The 1-letter word book is about a curious kid who keeps asking her dad “why?” about the things she sees in the park. Why is the sky blue? Why is the grass green? He doesn’t know, but she gets him to open his eyes to the world. With only 1-letter “words,” of course Joanna’s illustrations do the heavy lifting of telling this story.

The 2-letter word book starts with a couple of children playing with a ball and ends with a much larger ball, because the mom of one kid runs a hot air balloon company and gives them a free ride.
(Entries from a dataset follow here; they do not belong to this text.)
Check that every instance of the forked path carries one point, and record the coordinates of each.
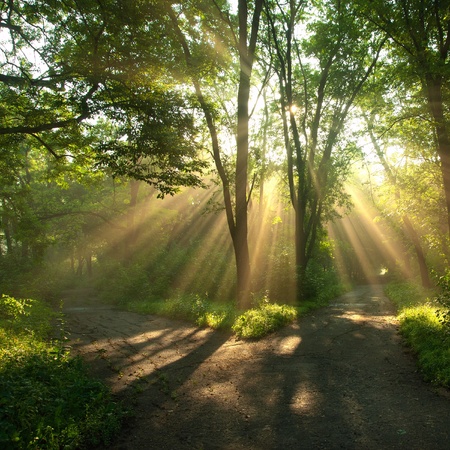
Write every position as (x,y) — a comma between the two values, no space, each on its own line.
(340,378)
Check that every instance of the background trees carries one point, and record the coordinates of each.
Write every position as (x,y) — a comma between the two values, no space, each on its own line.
(98,98)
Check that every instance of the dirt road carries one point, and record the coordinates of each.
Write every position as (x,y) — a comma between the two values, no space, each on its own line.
(338,379)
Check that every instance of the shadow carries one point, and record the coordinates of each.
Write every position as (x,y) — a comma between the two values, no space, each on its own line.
(339,378)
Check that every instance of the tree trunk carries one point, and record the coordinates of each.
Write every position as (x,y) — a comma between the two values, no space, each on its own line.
(424,275)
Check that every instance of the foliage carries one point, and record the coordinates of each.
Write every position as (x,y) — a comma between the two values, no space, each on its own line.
(264,319)
(47,399)
(442,301)
(200,310)
(423,331)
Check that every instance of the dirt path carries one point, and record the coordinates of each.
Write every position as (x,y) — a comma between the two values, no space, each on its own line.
(338,379)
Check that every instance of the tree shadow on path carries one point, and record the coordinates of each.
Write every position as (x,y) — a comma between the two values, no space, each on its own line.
(339,378)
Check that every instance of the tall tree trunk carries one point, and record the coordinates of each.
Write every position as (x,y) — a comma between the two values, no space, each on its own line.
(411,232)
(237,222)
(130,239)
(408,227)
(436,105)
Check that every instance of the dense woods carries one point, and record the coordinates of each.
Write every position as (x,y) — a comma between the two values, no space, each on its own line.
(232,163)
(219,148)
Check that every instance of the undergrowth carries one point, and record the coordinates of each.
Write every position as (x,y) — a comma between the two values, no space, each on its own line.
(424,330)
(265,318)
(255,323)
(47,399)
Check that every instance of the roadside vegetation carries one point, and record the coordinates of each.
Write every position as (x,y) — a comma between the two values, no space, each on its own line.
(425,324)
(264,317)
(47,399)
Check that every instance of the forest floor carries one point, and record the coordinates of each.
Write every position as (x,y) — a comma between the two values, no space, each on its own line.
(339,378)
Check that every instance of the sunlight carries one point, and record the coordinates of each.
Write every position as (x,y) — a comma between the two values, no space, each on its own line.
(374,247)
(268,227)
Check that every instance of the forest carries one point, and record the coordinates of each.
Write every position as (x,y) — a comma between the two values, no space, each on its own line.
(215,155)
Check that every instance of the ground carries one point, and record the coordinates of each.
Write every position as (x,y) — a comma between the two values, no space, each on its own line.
(339,378)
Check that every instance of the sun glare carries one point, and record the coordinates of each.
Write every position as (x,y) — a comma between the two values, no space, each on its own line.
(374,246)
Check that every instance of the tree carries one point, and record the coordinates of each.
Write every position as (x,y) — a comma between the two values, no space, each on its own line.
(419,32)
(245,42)
(68,64)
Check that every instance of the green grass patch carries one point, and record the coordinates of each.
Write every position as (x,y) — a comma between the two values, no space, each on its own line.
(253,324)
(262,320)
(423,331)
(47,399)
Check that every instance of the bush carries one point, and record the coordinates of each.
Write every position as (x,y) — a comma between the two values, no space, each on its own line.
(423,331)
(47,399)
(442,301)
(200,310)
(264,319)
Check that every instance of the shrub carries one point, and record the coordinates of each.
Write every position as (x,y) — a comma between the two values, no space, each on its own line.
(47,399)
(423,330)
(442,301)
(262,320)
(200,310)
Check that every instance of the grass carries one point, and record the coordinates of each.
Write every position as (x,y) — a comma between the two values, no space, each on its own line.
(423,331)
(255,323)
(47,399)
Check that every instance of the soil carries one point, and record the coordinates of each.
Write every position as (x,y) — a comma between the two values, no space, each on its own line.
(339,378)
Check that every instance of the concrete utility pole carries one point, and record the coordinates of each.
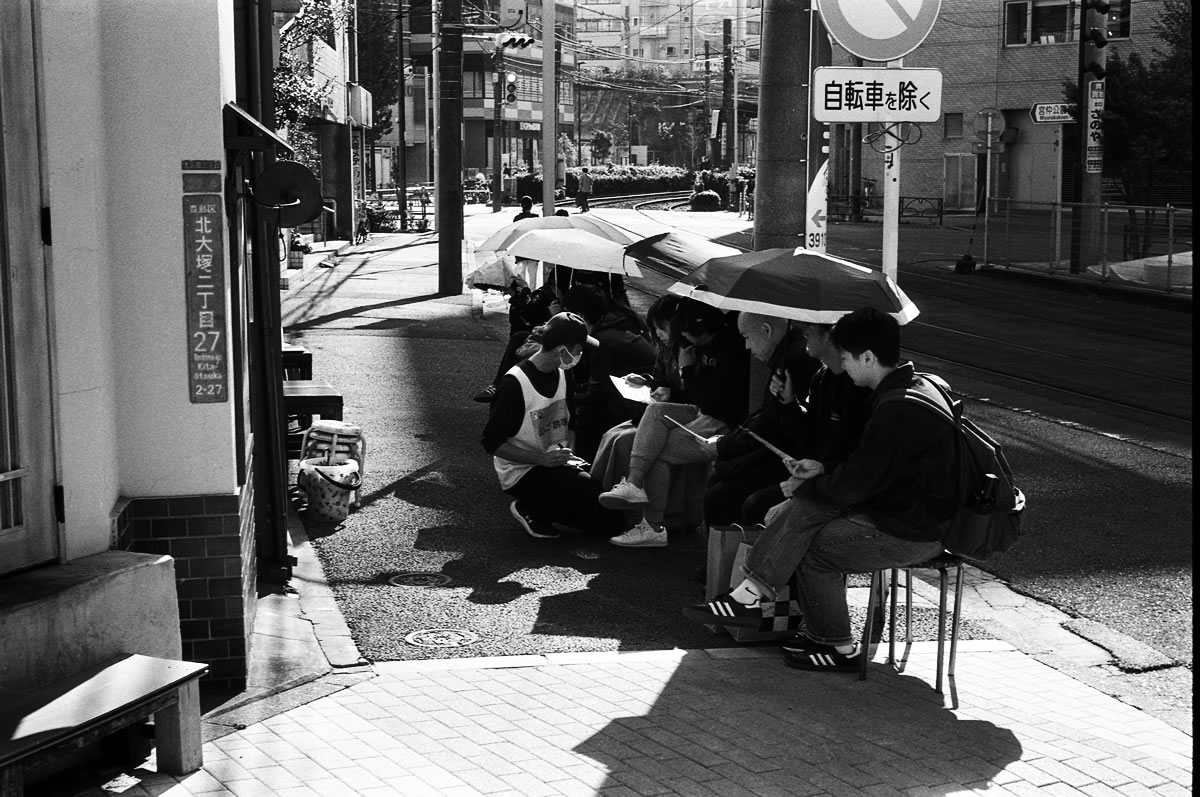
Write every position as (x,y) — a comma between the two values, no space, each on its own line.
(549,112)
(731,124)
(784,120)
(498,77)
(401,125)
(1085,227)
(450,147)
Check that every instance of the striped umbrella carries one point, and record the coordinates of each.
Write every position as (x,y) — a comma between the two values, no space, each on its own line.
(799,285)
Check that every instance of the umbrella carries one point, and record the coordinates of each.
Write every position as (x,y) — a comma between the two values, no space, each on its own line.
(682,252)
(504,237)
(498,273)
(799,285)
(575,249)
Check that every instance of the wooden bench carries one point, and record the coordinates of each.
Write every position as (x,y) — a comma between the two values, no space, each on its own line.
(303,399)
(36,726)
(297,361)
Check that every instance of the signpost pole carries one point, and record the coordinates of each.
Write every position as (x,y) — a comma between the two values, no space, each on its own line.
(987,191)
(892,204)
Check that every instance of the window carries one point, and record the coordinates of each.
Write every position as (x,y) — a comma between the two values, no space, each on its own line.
(28,528)
(952,125)
(1055,22)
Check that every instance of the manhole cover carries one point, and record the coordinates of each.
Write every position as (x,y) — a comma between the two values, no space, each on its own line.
(442,637)
(419,580)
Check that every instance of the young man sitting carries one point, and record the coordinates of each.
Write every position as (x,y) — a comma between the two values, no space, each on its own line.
(881,508)
(528,435)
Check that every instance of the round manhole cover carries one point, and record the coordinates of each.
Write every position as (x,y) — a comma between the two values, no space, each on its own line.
(420,580)
(442,637)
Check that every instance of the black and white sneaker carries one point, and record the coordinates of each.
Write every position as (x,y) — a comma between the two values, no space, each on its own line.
(724,610)
(533,527)
(823,657)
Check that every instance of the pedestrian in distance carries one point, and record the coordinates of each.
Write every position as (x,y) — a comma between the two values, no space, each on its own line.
(882,508)
(585,190)
(529,435)
(526,209)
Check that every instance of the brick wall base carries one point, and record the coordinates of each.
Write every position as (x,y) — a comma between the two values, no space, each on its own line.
(211,539)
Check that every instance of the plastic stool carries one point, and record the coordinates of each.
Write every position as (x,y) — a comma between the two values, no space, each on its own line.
(335,442)
(942,563)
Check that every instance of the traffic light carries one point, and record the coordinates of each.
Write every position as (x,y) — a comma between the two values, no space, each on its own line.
(1093,37)
(513,41)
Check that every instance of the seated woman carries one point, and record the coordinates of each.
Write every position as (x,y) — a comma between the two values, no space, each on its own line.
(611,462)
(715,373)
(623,349)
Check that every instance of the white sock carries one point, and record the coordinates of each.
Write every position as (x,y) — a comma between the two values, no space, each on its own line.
(747,593)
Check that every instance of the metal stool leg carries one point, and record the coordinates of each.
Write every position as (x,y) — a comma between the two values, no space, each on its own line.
(958,615)
(874,603)
(941,627)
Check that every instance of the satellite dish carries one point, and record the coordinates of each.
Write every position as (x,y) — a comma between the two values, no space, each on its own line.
(292,189)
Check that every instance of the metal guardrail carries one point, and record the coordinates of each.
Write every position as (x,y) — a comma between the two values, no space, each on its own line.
(1139,245)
To make it easy to read, I used all capital letters to avoid possibly confusing children about when to use upper case or lower case.

In the 3-letter word book, one kid has a cat, and when her friends play with it, they think it’s laid an egg.

As soon as children can read the alphabet, they can read the 1-letter word book, “Y.” That accomplishment gives them a sense of pride that they can read a whole book all by themselves, and gives them confidence to continue reading. Then they can read the 2-letter word book, “BO, GO UP!.” I used very simple vocabulary: less than half the alphabet, and only 11 different words. That makes it easy for children to feel good that they read a real book. Next, they can move to the 3-letter word book, “Cat Egg,” and learn 39 words, including 17 of the 100 most common words.

Millions of people around the world take a long time to learn how to read, or never learn. Let’s remove obstacles to reading and make it as easy as possible to learn. Tell your friends who are parents or teachers about the Bo books. Thank you.